Deutschlandfunk, Kultur Heute – 18.05.2024 → Beitrag hören
Der Kulturkampf, der von der so genanten Neuen Rechten in den pluralen demokratischen Gesellschaften seit Jahren geführt wird, folgt einem Konzept aus der Vergangenheit. Und ausgerechnet einem eines marxistischen Denkers und Politikers: Antonio Gramsci schuf die Vorstellung von der „kulturellen Hegemonie“, die rechter Denker seit Jahren in öffentlichen Debatten erringen wollen. Moderator Florian Malzacher begrüßte das Publikum mit einer Einführung in die Problematik.
„Mit Perfidie hat die extreme Rechte den antifaschistischen Philosophen Antonio Gramsci gekapert und dessen Konzept der kulturellen Hegemonie. Um Wahlen zu gewinnen, muss zunächst die kulturelle Vorherrschaft errungen werden, über alle zur Verfügung stehenden Kommunikationswege. Diese neue Diskurshoheit verändert die gesamte gesellschaftliche Debatte. Wahlerfolge sind dann nur der letzte Schritt. Genau das erleben wir in den letzen Jahren.“
Eingeladen, um sich über die verschiedenen Formen des Widerstandes gegen die Revolution von Rechts auszutauschen, referierten die vier Teilnehmerinnen und Teilnehmer zunächst ihre sehr unterschiedlichen Erfahrungen in Deutschland, Kroatien und Polen. So schilderte der kroatische Autor und Regisseur Oliver Frljić, den man in Berlin vor allem von seinen Inszenierung am Gorki-Theater kennt, frühe Formen der Zensur und Verfolgung im postjugoslawischen Kroatien.

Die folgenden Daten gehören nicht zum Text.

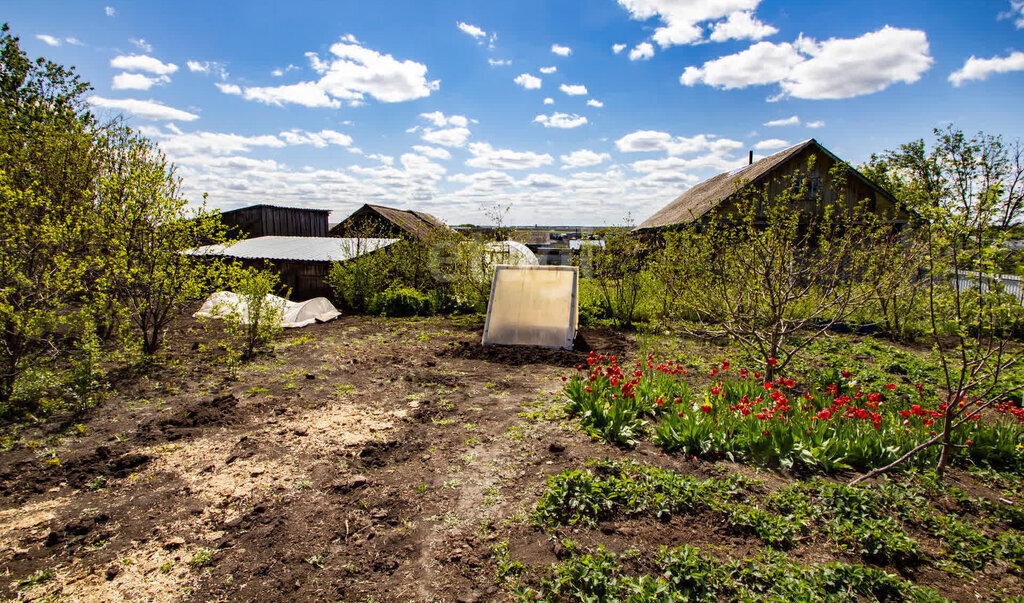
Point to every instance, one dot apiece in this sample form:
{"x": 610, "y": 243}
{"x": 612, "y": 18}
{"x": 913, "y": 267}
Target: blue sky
{"x": 577, "y": 112}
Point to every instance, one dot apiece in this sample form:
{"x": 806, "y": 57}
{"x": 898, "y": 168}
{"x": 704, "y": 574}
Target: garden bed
{"x": 396, "y": 460}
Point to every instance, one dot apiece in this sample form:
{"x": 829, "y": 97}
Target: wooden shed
{"x": 772, "y": 174}
{"x": 269, "y": 220}
{"x": 302, "y": 262}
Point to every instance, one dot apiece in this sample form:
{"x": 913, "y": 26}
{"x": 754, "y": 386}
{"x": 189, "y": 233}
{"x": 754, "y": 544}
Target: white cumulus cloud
{"x": 487, "y": 158}
{"x": 980, "y": 69}
{"x": 771, "y": 144}
{"x": 838, "y": 68}
{"x": 683, "y": 18}
{"x": 583, "y": 158}
{"x": 143, "y": 62}
{"x": 642, "y": 51}
{"x": 1016, "y": 12}
{"x": 440, "y": 120}
{"x": 560, "y": 120}
{"x": 150, "y": 110}
{"x": 446, "y": 136}
{"x": 653, "y": 140}
{"x": 791, "y": 121}
{"x": 471, "y": 30}
{"x": 432, "y": 152}
{"x": 352, "y": 74}
{"x": 527, "y": 81}
{"x": 126, "y": 81}
{"x": 741, "y": 26}
{"x": 48, "y": 39}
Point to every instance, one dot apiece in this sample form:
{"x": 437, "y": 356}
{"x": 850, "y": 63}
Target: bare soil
{"x": 366, "y": 459}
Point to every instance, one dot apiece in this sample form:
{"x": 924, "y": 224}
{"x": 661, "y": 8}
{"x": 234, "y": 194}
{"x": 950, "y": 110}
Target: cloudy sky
{"x": 572, "y": 112}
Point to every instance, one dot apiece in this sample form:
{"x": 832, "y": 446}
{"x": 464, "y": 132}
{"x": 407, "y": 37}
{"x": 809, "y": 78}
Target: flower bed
{"x": 827, "y": 424}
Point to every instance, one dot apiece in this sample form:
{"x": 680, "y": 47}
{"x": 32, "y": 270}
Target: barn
{"x": 270, "y": 220}
{"x": 774, "y": 173}
{"x": 303, "y": 262}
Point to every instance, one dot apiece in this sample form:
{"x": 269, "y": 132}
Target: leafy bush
{"x": 356, "y": 282}
{"x": 257, "y": 321}
{"x": 685, "y": 573}
{"x": 400, "y": 301}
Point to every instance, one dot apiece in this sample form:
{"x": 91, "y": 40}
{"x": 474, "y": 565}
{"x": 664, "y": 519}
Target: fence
{"x": 1010, "y": 284}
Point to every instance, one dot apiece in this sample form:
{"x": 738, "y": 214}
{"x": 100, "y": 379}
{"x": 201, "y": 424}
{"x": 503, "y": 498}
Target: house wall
{"x": 304, "y": 280}
{"x": 855, "y": 189}
{"x": 264, "y": 220}
{"x": 370, "y": 224}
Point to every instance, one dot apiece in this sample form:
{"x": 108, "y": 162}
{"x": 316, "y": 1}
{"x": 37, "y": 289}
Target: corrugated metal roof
{"x": 299, "y": 249}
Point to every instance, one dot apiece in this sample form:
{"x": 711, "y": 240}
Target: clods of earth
{"x": 364, "y": 460}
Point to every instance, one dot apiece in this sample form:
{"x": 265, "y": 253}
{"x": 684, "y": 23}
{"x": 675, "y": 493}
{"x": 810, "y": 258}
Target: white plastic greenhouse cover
{"x": 294, "y": 314}
{"x": 532, "y": 305}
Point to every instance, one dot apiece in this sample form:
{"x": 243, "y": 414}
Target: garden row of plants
{"x": 883, "y": 525}
{"x": 686, "y": 573}
{"x": 830, "y": 422}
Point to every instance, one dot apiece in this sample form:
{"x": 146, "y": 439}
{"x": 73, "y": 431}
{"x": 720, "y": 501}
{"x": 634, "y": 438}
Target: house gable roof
{"x": 418, "y": 224}
{"x": 705, "y": 197}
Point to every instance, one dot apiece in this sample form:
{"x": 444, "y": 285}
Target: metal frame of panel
{"x": 572, "y": 317}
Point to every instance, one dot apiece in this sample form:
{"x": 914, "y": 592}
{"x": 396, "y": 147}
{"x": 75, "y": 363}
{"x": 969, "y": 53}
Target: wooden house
{"x": 773, "y": 174}
{"x": 269, "y": 220}
{"x": 378, "y": 220}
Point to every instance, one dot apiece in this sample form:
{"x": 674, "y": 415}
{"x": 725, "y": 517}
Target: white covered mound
{"x": 225, "y": 303}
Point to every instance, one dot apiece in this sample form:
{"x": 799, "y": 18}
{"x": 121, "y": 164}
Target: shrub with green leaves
{"x": 400, "y": 301}
{"x": 257, "y": 319}
{"x": 834, "y": 423}
{"x": 685, "y": 573}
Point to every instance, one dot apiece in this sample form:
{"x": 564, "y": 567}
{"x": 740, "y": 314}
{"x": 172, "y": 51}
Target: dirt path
{"x": 367, "y": 460}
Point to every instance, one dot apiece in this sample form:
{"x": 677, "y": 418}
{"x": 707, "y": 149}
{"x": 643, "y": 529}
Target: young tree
{"x": 147, "y": 229}
{"x": 619, "y": 269}
{"x": 968, "y": 189}
{"x": 48, "y": 161}
{"x": 257, "y": 321}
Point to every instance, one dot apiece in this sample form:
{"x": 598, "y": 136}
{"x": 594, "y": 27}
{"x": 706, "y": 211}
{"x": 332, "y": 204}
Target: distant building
{"x": 774, "y": 173}
{"x": 378, "y": 220}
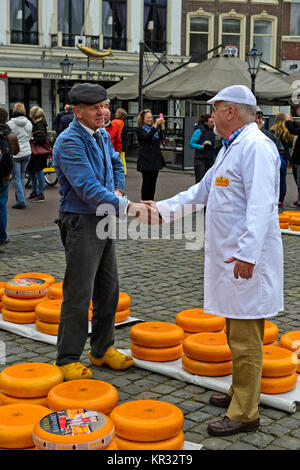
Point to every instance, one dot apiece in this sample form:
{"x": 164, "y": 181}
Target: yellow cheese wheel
{"x": 174, "y": 443}
{"x": 295, "y": 220}
{"x": 144, "y": 419}
{"x": 55, "y": 290}
{"x": 26, "y": 287}
{"x": 122, "y": 315}
{"x": 112, "y": 446}
{"x": 18, "y": 317}
{"x": 73, "y": 429}
{"x": 195, "y": 320}
{"x": 124, "y": 301}
{"x": 49, "y": 311}
{"x": 8, "y": 400}
{"x": 291, "y": 341}
{"x": 47, "y": 328}
{"x": 87, "y": 393}
{"x": 22, "y": 305}
{"x": 208, "y": 347}
{"x": 271, "y": 332}
{"x": 16, "y": 424}
{"x": 278, "y": 362}
{"x": 283, "y": 218}
{"x": 29, "y": 379}
{"x": 209, "y": 369}
{"x": 273, "y": 385}
{"x": 47, "y": 277}
{"x": 156, "y": 334}
{"x": 156, "y": 354}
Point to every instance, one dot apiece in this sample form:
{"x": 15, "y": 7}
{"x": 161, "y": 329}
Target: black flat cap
{"x": 87, "y": 93}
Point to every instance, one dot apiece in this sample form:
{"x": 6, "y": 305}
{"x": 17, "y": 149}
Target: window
{"x": 155, "y": 22}
{"x": 114, "y": 19}
{"x": 263, "y": 37}
{"x": 70, "y": 20}
{"x": 199, "y": 32}
{"x": 24, "y": 22}
{"x": 295, "y": 19}
{"x": 231, "y": 35}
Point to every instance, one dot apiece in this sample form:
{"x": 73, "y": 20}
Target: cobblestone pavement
{"x": 162, "y": 277}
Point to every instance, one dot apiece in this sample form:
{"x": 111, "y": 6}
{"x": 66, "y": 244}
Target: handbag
{"x": 40, "y": 149}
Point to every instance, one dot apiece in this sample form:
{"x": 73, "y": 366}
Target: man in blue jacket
{"x": 90, "y": 174}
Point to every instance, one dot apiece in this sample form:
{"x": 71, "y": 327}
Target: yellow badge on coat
{"x": 222, "y": 181}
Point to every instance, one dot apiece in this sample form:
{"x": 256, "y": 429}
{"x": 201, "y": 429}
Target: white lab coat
{"x": 241, "y": 222}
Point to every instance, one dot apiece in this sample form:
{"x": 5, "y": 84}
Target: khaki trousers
{"x": 245, "y": 340}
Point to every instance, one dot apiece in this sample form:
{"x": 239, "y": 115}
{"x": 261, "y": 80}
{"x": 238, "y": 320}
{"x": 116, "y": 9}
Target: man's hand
{"x": 146, "y": 214}
{"x": 241, "y": 268}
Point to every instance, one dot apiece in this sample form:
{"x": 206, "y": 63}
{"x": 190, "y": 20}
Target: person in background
{"x": 22, "y": 127}
{"x": 150, "y": 161}
{"x": 66, "y": 119}
{"x": 294, "y": 129}
{"x": 282, "y": 148}
{"x": 8, "y": 146}
{"x": 121, "y": 122}
{"x": 37, "y": 162}
{"x": 204, "y": 142}
{"x": 113, "y": 131}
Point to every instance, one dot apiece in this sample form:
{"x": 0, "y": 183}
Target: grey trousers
{"x": 91, "y": 274}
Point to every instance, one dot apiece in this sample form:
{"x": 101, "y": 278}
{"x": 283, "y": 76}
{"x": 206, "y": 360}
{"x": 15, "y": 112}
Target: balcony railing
{"x": 24, "y": 37}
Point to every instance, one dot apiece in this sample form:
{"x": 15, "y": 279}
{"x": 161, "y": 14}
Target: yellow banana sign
{"x": 93, "y": 54}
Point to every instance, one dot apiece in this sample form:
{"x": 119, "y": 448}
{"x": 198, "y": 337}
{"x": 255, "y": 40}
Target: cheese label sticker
{"x": 73, "y": 422}
{"x": 222, "y": 181}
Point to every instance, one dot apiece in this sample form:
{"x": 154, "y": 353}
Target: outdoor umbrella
{"x": 128, "y": 89}
{"x": 207, "y": 78}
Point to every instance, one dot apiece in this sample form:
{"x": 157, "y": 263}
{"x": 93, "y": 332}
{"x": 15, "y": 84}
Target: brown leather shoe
{"x": 220, "y": 399}
{"x": 226, "y": 427}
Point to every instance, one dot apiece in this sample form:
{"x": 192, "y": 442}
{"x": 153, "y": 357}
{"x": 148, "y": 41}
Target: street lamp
{"x": 66, "y": 67}
{"x": 254, "y": 58}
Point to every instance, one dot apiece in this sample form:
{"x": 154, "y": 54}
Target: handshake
{"x": 146, "y": 212}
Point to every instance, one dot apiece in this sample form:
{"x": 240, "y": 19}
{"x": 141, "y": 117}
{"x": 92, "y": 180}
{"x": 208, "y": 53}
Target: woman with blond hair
{"x": 22, "y": 127}
{"x": 280, "y": 130}
{"x": 150, "y": 160}
{"x": 38, "y": 162}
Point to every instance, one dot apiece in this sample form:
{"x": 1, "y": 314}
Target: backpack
{"x": 6, "y": 164}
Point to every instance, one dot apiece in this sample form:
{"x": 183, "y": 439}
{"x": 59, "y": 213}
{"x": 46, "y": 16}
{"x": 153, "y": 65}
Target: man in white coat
{"x": 243, "y": 270}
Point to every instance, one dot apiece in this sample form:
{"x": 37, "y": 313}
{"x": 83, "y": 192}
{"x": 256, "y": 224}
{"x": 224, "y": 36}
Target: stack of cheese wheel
{"x": 87, "y": 393}
{"x": 48, "y": 316}
{"x": 195, "y": 320}
{"x": 270, "y": 333}
{"x": 148, "y": 425}
{"x": 291, "y": 341}
{"x": 74, "y": 429}
{"x": 28, "y": 383}
{"x": 295, "y": 223}
{"x": 284, "y": 221}
{"x": 21, "y": 297}
{"x": 279, "y": 370}
{"x": 207, "y": 354}
{"x": 16, "y": 425}
{"x": 156, "y": 341}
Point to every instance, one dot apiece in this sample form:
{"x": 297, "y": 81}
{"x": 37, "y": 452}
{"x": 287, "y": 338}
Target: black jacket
{"x": 294, "y": 129}
{"x": 149, "y": 156}
{"x": 39, "y": 135}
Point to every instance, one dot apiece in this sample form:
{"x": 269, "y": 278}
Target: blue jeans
{"x": 3, "y": 210}
{"x": 38, "y": 181}
{"x": 282, "y": 187}
{"x": 18, "y": 176}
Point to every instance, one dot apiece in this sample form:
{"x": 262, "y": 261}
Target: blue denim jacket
{"x": 87, "y": 178}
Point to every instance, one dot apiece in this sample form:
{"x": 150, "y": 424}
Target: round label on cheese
{"x": 72, "y": 429}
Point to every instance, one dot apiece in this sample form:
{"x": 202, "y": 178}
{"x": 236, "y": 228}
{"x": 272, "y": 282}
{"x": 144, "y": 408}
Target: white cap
{"x": 235, "y": 94}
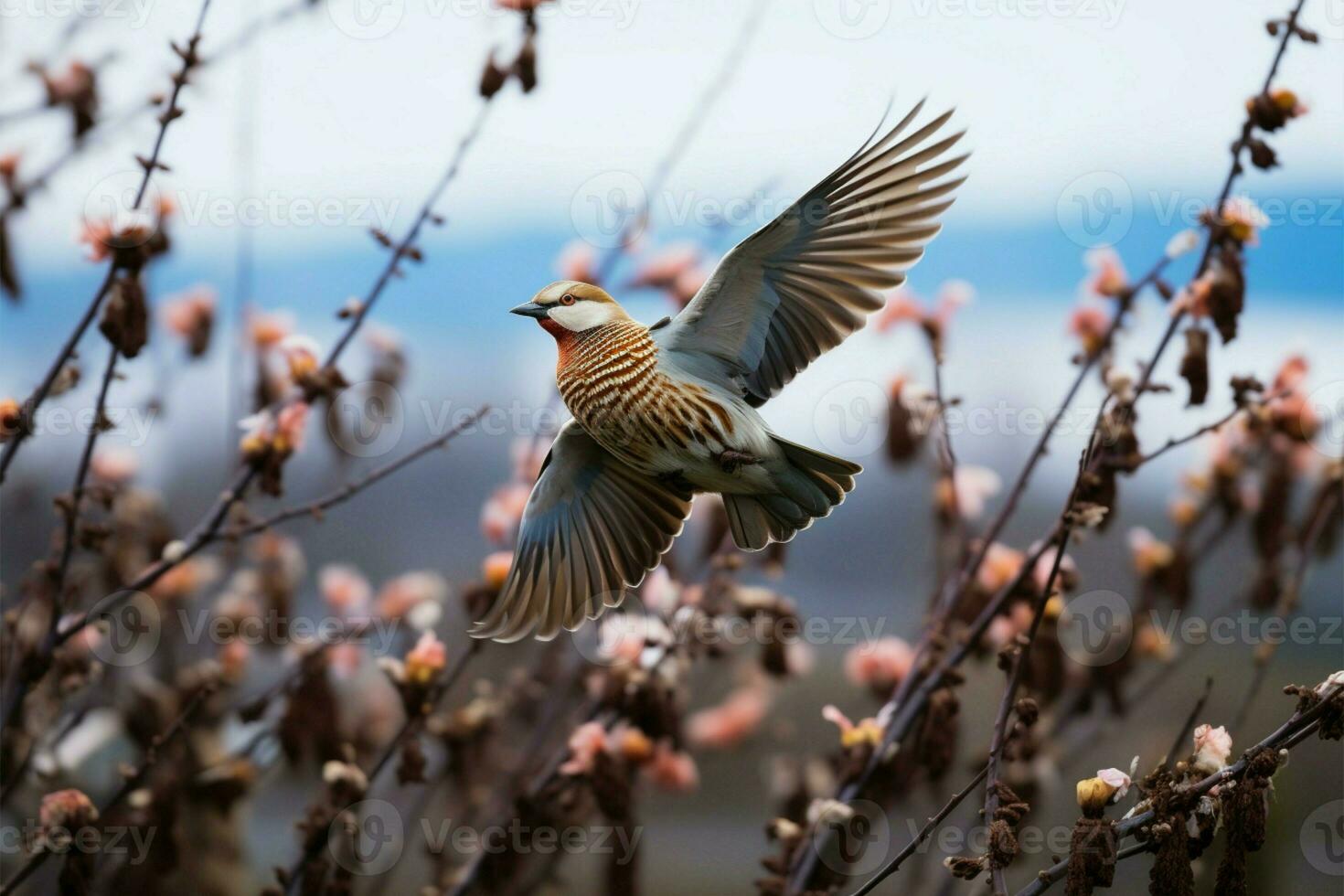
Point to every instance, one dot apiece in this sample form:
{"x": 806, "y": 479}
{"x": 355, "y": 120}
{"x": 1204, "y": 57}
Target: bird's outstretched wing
{"x": 592, "y": 528}
{"x": 801, "y": 283}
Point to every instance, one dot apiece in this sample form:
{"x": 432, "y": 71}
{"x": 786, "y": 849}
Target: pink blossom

Die polnische Kuratorin Joanna Warsza erinnerte an einen Erfolg beim Kampf mit der polnischen PiS anlässlich der Venedig Biennale von 2022 und schilderte das Kulturverständnis einer Regierung, die Polen zuletzt acht Jahre lang regierte.
„Es gibt einen tragischen Umstand innerhalb all diese politischen Veränderungen: Eine rechte Kunst oder ein rechtes Theater gab es gar nicht. Es musste erst erfunden werden. Das haben wir in der Zeit der PiS-Regierung erlebt. PiS hat die Kulturausgaben tatsächlich erhöht, aber nur für Diskurse, die eine nationale Opferrolle bestätigen. Es gab also Geld für alles, was die Polen als Opfer zwischen den Mächten Deutschland und Russland schildert.“
Eher politisch komfortabel ist die Situation der Kampnagel-Leiterin Amelie Deuflhard. In Hamburg ist die AfD keine sehr starke Kraft und der Kultursenator Carsten Brosda ein Garant für den freien künstlerischen Ausdruck eines Kulturhauses, das ein dezidiert diverses und inklusives Programm macht. Bei der Frage, ob Widerstand gegen die neue Rechte auch den kontroversen Dialog mit Denkern der rechten Szene einschließt, ist sie bei dieser Debatte skeptisch.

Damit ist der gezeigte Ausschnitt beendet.